Die Kostenersatzpflicht des Angeklagten beruht auf § 390a Abs 1 StPO.

Rechtssätze
5
  • RS0121419OGH Rechtssatz

    28. März 2023·3 Entscheidungen

    Nach der Rechtsprechung des EGMR liegt der Schutzzweck des Art 6 Abs 3 lit a und lit b MRK gerade darin, die Verteidigung des Angeklagten nicht zu behindern. Geleitet von dieser Zielsetzung können nunmehr auch Abweichungen in der rechtlichen Beurteilung des von der Anklage erfassten Sachverhalts als Nichtbeachtung des § 262 StPO aus Z 8 releviert werden. Stets dann, wenn - ungeachtet der Identität von Anklage- und Urteilsfaktum im prozessualen Sinn - der Angeklagte einer gegenüber dem inkriminierten Sachverhalt anderen Tat (auch bloß) im materiellen Sinn schuldig erkannt wird, liegt nach dieser grundrechtskonformen Auslegung der Z 8 des § 281 Abs 1 StPO der Nichtigkeitsgrund vor. Ist mit anderen Worten das Tatbild (die äußere Tatseite) der dem Schuldspruch zugrundeliegenden Tat (§ 260 Abs 1 Z 1 StPO) von jenem des Anklagetenors (§ 207 Abs 2 Z 2 StPO) derart verschieden, dass sich die jeweils angenommenen Tatbilder nicht überdecken, besteht ohne weiteres das Erfordernis einer dem § 262 StPO entsprechenden Belehrung, ohne welche dem Grundrechtsgebot des Art 6 Abs 3 lit a oder lit b MRK nicht entsprochen wird. Geht es aber um Abweichungen geringerer Relevanz, ist es Sache des Beschwerdeführers, im Rechtsmittel das Belehrungserfordernis (wenigstens einigermaßen) plausibel zu machen, um unnötige Rechtsgänge zu vermeiden. Diese ziehen nämlich in aller Regel eine Verschlechterung der zur Verfügung stehenden Beweismittel nach sich und können überdies ein Spannungsverhältnis mit dem gleichfalls beachtlichen Grundrechtsgebot auf Verfahrensbeendigung binnen angemessener Frist (Art 6 Abs 1 erster Satz MRK) bewirken.

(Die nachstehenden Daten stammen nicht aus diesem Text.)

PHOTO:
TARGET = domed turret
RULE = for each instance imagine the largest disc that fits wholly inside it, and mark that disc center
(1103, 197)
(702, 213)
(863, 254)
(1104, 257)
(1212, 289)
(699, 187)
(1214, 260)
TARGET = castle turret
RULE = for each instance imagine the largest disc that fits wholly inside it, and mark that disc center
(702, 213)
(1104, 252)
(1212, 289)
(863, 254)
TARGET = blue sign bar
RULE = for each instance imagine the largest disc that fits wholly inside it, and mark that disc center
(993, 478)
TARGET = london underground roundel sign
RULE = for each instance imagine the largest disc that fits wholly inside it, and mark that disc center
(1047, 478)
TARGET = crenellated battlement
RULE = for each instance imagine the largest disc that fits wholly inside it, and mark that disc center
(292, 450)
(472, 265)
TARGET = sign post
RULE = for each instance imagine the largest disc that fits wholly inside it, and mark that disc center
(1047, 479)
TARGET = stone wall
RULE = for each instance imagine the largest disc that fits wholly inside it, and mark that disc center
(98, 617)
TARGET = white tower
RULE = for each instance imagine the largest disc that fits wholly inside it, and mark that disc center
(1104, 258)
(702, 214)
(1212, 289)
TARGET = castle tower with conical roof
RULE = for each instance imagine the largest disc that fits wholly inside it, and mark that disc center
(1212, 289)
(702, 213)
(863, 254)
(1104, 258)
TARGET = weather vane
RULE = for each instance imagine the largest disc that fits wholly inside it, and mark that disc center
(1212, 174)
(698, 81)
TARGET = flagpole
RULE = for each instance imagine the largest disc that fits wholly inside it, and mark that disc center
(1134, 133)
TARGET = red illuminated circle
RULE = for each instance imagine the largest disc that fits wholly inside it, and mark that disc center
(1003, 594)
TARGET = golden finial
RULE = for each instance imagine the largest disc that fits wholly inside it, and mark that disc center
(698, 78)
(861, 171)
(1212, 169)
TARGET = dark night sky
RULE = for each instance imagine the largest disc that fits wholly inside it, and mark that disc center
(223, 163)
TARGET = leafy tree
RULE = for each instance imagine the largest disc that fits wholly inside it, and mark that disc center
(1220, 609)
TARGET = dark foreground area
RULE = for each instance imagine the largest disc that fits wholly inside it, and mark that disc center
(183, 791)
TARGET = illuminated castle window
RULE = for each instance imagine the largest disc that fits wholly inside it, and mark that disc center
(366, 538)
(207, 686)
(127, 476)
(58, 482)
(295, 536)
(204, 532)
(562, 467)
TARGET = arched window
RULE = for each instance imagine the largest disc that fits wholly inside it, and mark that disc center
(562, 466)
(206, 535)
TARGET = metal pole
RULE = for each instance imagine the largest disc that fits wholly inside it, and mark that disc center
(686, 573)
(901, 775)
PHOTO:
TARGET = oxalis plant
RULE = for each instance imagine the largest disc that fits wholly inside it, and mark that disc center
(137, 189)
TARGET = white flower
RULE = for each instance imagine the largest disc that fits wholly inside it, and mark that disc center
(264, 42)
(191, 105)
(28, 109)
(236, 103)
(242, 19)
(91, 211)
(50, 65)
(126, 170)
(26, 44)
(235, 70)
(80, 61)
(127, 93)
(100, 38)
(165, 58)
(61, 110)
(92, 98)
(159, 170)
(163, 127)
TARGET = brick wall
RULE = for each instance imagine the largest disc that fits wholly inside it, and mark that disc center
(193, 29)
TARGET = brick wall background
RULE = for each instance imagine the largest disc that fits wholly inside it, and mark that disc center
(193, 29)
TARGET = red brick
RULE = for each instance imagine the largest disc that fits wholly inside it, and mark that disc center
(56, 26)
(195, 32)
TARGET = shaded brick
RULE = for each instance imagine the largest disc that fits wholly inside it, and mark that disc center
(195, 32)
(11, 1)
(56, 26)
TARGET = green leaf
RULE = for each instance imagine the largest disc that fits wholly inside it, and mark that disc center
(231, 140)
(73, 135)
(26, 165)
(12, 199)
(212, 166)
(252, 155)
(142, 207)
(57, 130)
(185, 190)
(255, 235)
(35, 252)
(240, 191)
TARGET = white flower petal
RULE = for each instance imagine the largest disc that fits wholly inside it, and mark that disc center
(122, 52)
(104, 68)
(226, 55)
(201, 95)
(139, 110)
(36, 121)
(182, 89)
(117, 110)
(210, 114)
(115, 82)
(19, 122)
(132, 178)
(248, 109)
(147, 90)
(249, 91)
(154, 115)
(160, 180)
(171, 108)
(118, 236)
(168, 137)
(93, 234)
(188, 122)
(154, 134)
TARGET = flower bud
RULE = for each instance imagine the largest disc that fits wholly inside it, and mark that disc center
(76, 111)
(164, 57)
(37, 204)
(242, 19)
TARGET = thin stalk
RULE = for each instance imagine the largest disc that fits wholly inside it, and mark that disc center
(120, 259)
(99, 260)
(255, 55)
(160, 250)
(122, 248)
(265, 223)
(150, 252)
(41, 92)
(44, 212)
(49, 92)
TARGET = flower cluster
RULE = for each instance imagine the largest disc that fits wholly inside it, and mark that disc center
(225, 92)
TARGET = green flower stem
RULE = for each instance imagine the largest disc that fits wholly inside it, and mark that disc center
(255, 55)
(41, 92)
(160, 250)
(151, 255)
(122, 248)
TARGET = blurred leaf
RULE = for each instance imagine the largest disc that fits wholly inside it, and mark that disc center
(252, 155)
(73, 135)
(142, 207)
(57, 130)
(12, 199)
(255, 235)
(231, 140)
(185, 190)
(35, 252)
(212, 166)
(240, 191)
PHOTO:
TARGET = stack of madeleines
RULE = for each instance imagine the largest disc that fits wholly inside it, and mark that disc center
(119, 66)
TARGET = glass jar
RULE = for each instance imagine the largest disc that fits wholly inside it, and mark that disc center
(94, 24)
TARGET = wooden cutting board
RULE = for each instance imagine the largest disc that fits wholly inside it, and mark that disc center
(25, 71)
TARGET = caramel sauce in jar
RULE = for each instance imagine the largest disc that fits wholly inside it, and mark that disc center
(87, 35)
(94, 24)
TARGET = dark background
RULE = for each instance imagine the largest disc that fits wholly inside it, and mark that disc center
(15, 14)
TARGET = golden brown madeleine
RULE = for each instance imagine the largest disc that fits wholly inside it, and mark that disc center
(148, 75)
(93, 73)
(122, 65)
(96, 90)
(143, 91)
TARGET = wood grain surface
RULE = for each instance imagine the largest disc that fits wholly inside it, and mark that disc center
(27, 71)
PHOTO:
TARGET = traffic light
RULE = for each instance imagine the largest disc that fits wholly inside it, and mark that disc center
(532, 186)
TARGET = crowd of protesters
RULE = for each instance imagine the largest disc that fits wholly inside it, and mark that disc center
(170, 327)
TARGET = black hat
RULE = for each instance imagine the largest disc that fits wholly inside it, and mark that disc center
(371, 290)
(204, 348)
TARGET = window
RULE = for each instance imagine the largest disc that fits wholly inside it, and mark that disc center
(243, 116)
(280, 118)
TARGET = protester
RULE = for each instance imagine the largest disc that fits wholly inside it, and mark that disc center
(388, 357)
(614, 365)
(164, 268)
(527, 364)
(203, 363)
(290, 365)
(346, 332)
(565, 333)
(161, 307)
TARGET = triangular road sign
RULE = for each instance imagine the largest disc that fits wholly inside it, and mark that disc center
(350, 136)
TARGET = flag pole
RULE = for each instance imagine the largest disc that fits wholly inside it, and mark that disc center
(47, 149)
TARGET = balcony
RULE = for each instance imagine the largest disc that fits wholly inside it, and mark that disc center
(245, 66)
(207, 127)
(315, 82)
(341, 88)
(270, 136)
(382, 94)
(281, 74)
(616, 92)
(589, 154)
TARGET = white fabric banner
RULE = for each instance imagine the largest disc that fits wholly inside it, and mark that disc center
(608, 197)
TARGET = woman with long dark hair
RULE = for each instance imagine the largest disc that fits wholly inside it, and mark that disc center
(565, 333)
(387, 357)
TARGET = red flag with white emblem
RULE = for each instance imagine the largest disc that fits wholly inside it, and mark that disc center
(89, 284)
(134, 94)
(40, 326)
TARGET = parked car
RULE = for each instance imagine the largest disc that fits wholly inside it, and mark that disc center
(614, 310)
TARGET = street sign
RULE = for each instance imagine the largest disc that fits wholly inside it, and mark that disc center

  • RS0113755OGH Rechtssatz

    11. März 2024·3 Entscheidungen

    Beurteilt ein Gericht nicht nur die im Anklagetenor genannte Tat in rechtlicher Hinsicht abweichend von der Anklage, spricht es den Angeklagten vielmehr - wenngleich ohne Abgehen von dem der Anklage (als Gesamtheit) zugrunde liegenden Sachverhalt - statt der im Anklagetenor genannten Tat einer anderen Tat schuldig, muss mit Blick auf die Fairness des Verfahrens zugunsten des Angeklagten dem Schutzzweck des § 262 StPO zuvor entsprochen worden sein. Dabei steht die strikte Einhaltung der von § 262 StPO beschriebenen Form als solche nicht unter der Nichtigkeitssanktion des § 281 Abs 1 Z 8 StPO. So wird etwa eine abweichende Beurteilung durch den Ankläger in der Hauptverhandlung dem grundrechtlich geschützten Ziel, über ausreichende Zeit und Gelegenheit zur Vorbereitung der Verteidigung zu verfügen (Art 6 Abs 3 lit b MRK), durchaus gerecht, weil es dem Angeklagten solcherart offensteht, sich dazu zu äußern sowie Fragen und Anträge zu seiner Verteidigung zu stellen, deren Missachtung einen Verfahrensmangel (§ 281 Abs 1 Z 4 StPO) begründen kann. Die in einer - danach mehrfach wegen Zeitablaufes und Richterwechsels (§ 276a StPO) wiederholten - Hauptverhandlung gestellte Frage des Vorsitzenden (§ 245 Abs 1 erster Satz StPO): "Haben sie in Österreich Zigaretten erworben, bei denen die Eingangsabgaben nicht bezahlt waren?" für sich allein genügt aber nicht.